Confirmative evidence is a type of evidence which is created by a 3rd party who has no bias in the result. For example, having an independent penetration test done on the IT architecture of an organization. This is very reliable information if it has come from a credible source. Or if the legal requirements pertaining to the organization have been verified by a specialized lawyer. This is tangible proof that the evidence being provided is reliable.
This type of evidence revolves around the actions of checking for technical configurations. For example seeing the configuration of a firewall, or how the MDM (mobile device management) system has been configured. ISO auditors should not engage in technical evidence auditing. Rather, we should ask the technician to show us the configuration, and we take the relevant evidence as needed to cover ISO standard requirements.
Although this type of evidence is not found high up in the list, analytical evidence can be said to be a good source of evidence. Sampling is essentially where we study the population by examining the parts. For example access control. We cannot check access control for all employees if there are 1000 employees, but an auditor would take a sample, for example, 10, 20, or perhaps 50 people.
The penultimate type of evidence, as the name suggests, is where documents are analyzed for evidence. Some may argue that since we are actually utilising the documents and policies that are used by the company itself, this type of evidence can be deemed reliable. However, one must take into consideration the possibility that these policies and reports do not portray the actual operations that are occurring in the day-to-day operations of a company. These can be:
- Policies or procedures
- Meeting minutes
- Software records
The last and least reliable and persuasive type of evidence is verbal evidence. This essentially involves people explaining processes and actions to the auditor. Verbal evidence on its own is surely not the way to conduct an audit. Albeit being the least reliable of all, verbal evidence is the starting point towards finding which type of evidence applies to the particular requirement that is being audited.

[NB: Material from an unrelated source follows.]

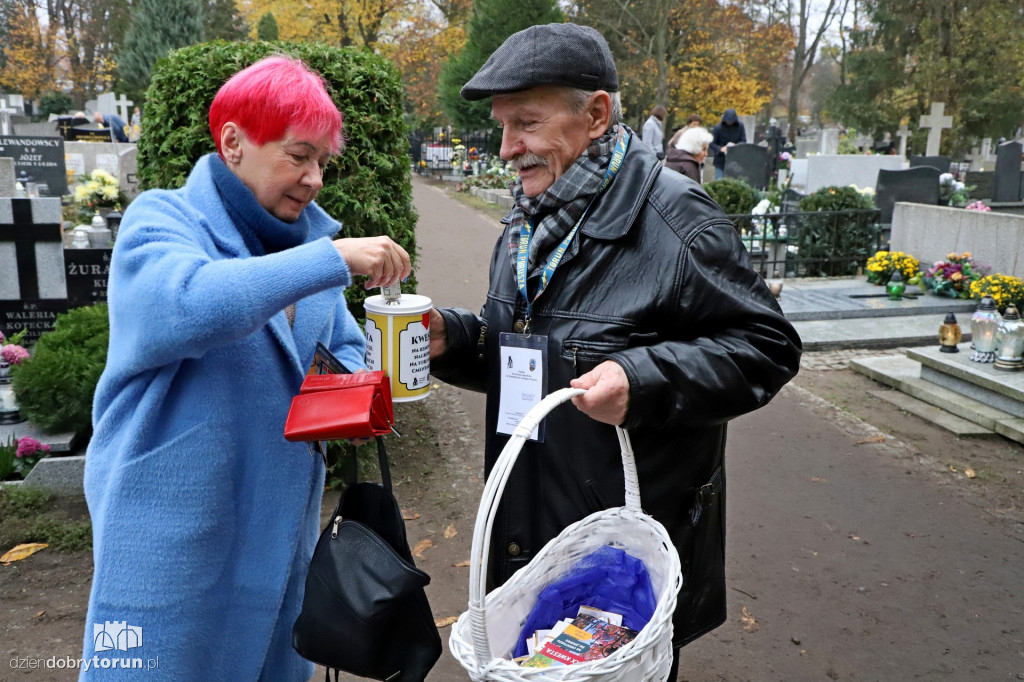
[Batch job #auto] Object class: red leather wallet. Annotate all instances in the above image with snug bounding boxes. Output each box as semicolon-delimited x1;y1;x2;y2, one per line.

Summary of the Types of Audit Evidence in ISO Audits
An organization can depict a beautiful picture on its documentation and now have a strong management system implemented in practice. When doing an audit, it is important to consider multiple types of audit evidence.
The quality of the evidence needed is determined by the quality of the evidence presented. When the evidence is not reliable enough, auditors would require more information to ensure compliance to the standard.
That is why when implementing an ISO standard you should not focus on having as much documentation as possible, but rather creating management systems that are tailored to the needs of your organisation. A system that can be implemented by everyone within your organization.
Want to learn more about the Types of Audit Evidence in ISO?
As an ISO management system consultant Luke Desira promises that your business will be cared for by himself, from the sales process to the actual implementation of the ISO standard and certification! It’s fantastic, no? Go ahead and read more about how to get ISO certified with Luke Desira here. Otherwise, you can also read about the difference between implementing ISO in a large company versus implementing ISO in a small firm.
If you are seeking knowledge regarding the different types of ISO certification, go ahead and explore! Find out about the 10 pitfalls that you may encounter during the implementation process of different types of ISO certification, and much, much more!
Which of the types of audit evidence is the most persuasive?
The most persuasive and reliable of all types of audit evidence is physical evidence. It can be counted, inspected, examined and observed and due to its tangible qualities, auditors regard physical evidence as the best form of evidence.
Which of the types of audit evidence is the least reliable?
No doubt, verbal evidence is the least reliable. It is the starting point for all other types of audit evidence. However, verbal evidence is not tangible and as such, auditors do not regard it as being highly rleiable.